Exhibit#1 Emitte Roque Merchandise Roque Brothers Store Collections
In the aftermath of the Civil War, the abolition of slavery and the destruction to crops by Union armies left much of the South in economic ruins. During Reconstruction, the sharecropping system developed, many ex-slaves and poor whites found employment on plantation and farms. However, goods and hard currency was scarce, plantation owners and wealthier landowners built merchandise stores on their property to provide provisions for their laborers.

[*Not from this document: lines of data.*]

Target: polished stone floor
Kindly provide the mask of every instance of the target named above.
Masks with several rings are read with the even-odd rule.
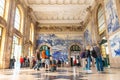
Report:
[[[86,73],[78,67],[58,68],[56,72],[22,69],[0,70],[0,80],[120,80],[120,69],[109,68],[99,73],[92,68],[92,73]]]

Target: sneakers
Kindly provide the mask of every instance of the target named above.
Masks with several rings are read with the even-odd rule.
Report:
[[[87,73],[92,73],[92,70],[87,70]]]

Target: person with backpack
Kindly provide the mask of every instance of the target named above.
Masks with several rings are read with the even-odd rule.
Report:
[[[103,72],[102,54],[97,44],[94,44],[93,46],[92,56],[95,58],[97,71]]]

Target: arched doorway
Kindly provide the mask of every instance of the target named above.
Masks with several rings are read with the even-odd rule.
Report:
[[[39,55],[37,55],[37,56],[41,56],[41,53],[42,53],[42,51],[43,50],[50,50],[50,46],[48,46],[48,45],[41,45],[40,47],[39,47],[39,52],[40,52],[40,54]],[[51,53],[51,51],[49,51],[50,53]]]
[[[47,46],[47,45],[42,45],[42,46],[40,46],[40,53],[43,51],[43,50],[47,50],[48,48],[50,48],[49,46]]]
[[[70,47],[70,64],[74,66],[74,60],[79,59],[81,48],[75,44]]]

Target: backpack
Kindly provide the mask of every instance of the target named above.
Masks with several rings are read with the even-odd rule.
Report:
[[[97,58],[97,53],[94,49],[92,50],[92,57]]]
[[[80,57],[81,57],[81,58],[85,58],[85,57],[86,57],[85,54],[86,54],[85,51],[83,51],[83,52],[80,54]]]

Tokens were predominately used in merchandise stores located on plantations and centered around farms. Sharecroppers and tenants were paid or advanced tokens against future wages. In addition, some cotton planters would pay monthly allowance in tokens. These tokens were barter (goods) only at the company store printed on the token and would be redeemable for cash only at specific times.

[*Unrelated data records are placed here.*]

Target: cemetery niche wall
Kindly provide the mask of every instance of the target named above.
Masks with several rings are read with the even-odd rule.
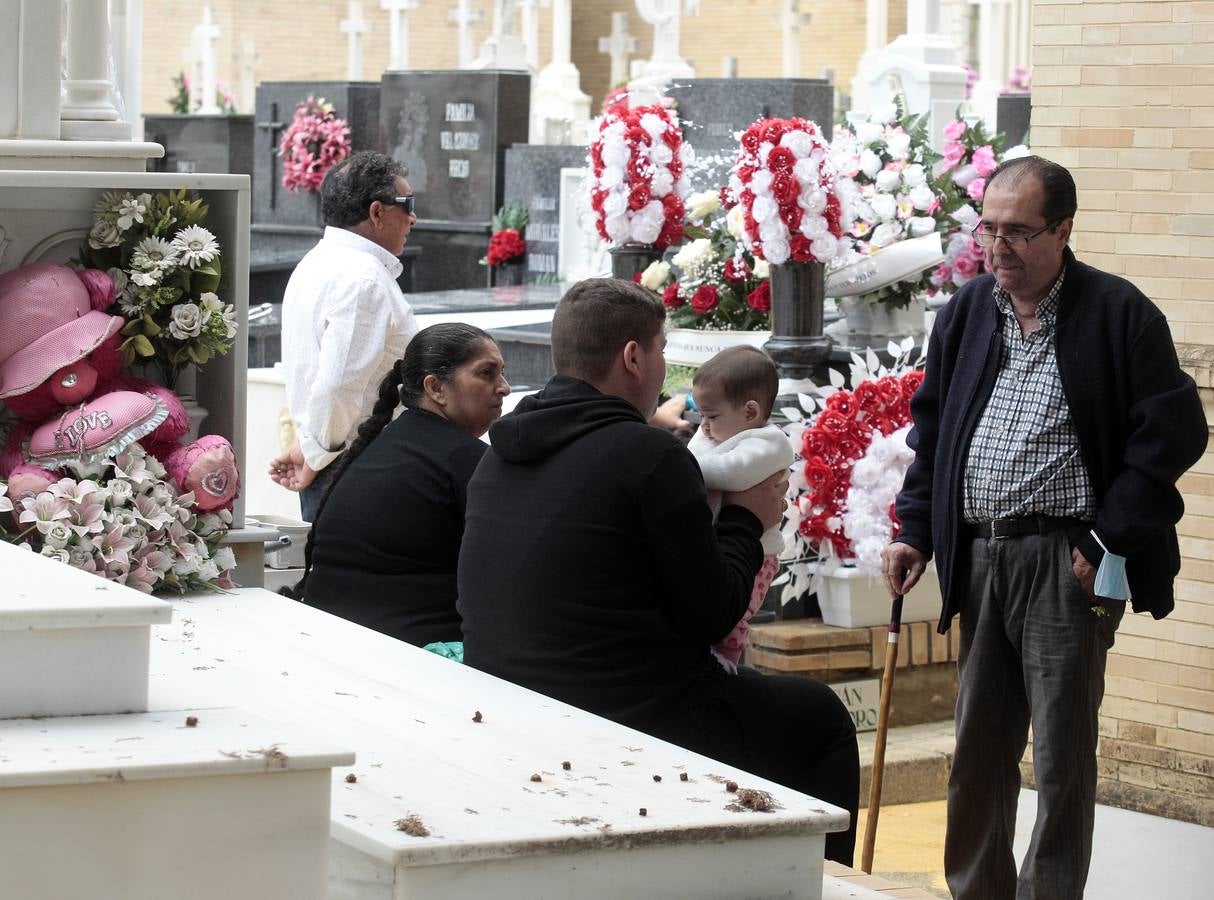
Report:
[[[418,291],[487,283],[479,264],[505,193],[506,148],[527,142],[531,77],[506,71],[385,72],[385,152],[409,168],[423,254]]]
[[[149,172],[253,175],[253,116],[145,116],[143,133],[164,147]]]
[[[506,151],[504,202],[527,210],[528,284],[560,279],[561,169],[585,163],[585,147],[516,144]]]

During the fall, usually in October, the cotton was harvested and taken to the gin for processing. The cotton, husk (dried boll), and cotton seed would be separated. After separation, the cotton and seed would be weighed. The cotton bale and seed receipts were used to record the weight of the cotton and seed for payment, record and inventory.

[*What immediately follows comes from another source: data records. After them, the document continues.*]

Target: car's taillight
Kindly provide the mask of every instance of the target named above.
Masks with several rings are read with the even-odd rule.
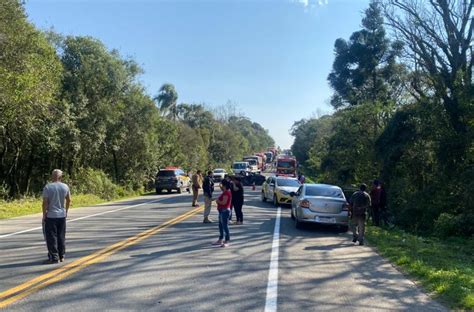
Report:
[[[311,203],[307,199],[302,200],[301,203],[300,203],[300,207],[302,207],[302,208],[309,208],[310,205],[311,205]]]
[[[349,204],[348,203],[345,203],[344,205],[342,205],[342,211],[349,211]]]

Since post colonial era, cotton has always been the chief product in Natchitoches Parish. Of the 6,109 farms in the parish in 1935, 5,469 were classed as cotton farms. By 1940 the number of farms had decreased to 4,889 and in 1945 the number had fallen to 2,940. However, as the number of farms decreased the average percentage size of the farm increased from 57.4 acres to 72.1. This increase in average farm size indicates that mechanization had arrived in Natchitoches Parish.